Pada era sekarang, ketika kemiskinan dan kesenjangan ekonomi masih menjadi masalah besar, zakat tidak bisa lagi dipandang sebatas “bantuan sekali jalan” yang hanya disalurkan dalam bentuk konsumtif (bantuan tunai, paket bantuan sembako, beasiswa). Meskipun bermanfaat, distribusi seperti ini sering kali hanya menyelesaikan masalah sesaat. Ketika bantuan habis, penerima dapat kembali ke garis kemiskinan.

Karena itu, kita membutuhkan model zakat yang dapat membawa mustahik menuju kemandirian. Model tersebut adalah *zakat produktif*, yaitu zakat yang digunakan sebagai modal usaha, alat produksi, atau sarana pemberdayaan ekonomi.

Untuk memastikan zakat produktif tetap sejalan dengan syariah, kita perlu kembali kepada dasar fikih zakat dan prinsip tamlik (kepemilikan muzakki/mustahik).

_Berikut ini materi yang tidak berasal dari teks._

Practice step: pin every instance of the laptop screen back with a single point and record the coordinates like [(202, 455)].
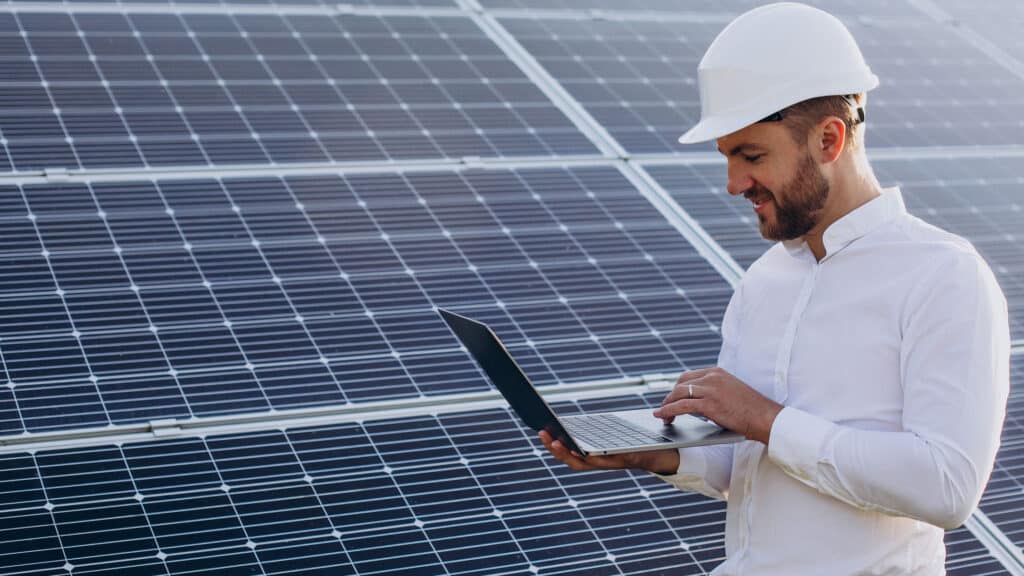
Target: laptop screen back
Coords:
[(495, 360)]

Dalam fikih klasik, zakat wajib disalurkan kepada asnaf yang berhak. Setelah diserahkan, harta zakat menjadi milik penuh mustahik. Prinsip ini dikenal sebagai Tamlik Ma'nawi (kepemilikan manfaat) atau Kepemilikan Alat Produksi.
Artinya, mustahik menerima hak kepemilikan atas hasil dari usaha/modal, atau kepemilikan penuh atas alat produksi (mesin, ternak, bibit), yang diharapkan mengubah statusnya dari penerima menjadi pemberi zakat.

Namun, modal usaha atau alat produksi bukanlah “konsumsi” langsung melainkan aset produktif.

Baca juga :  IKB PPSP IKIP UP Gelar Tabliqh Akbar Dzulhyjah: Momen Spiritual  Memperkuat Iman dan Ukhuwah

Maka muncul pertanyaan: apakah tetap sah jika zakat diberikan dalam bentuk modal usaha dan disertai pendampingan dalam pengelolaan usaha?

Pemikiran ulama kontemporer seperti Yusuf al-Qardhawi menegaskan bahwa zakat boleh dialihkan dalam bentuk pemberdayaan ekonomi. Dalam tulisan “Zakat Produktif Pendayagunaan Zakat untuk Pemberdayaan Ekonomi Umat” disebutkan bahwa zakat produktif memungkinkan mustahik mengelola modal sehingga “harta tersebut dimanfaatkan sebagai modal untuk meningkatkan taraf ekonomi mustahik” (Jurnal STAI Al Hidayah Bogor).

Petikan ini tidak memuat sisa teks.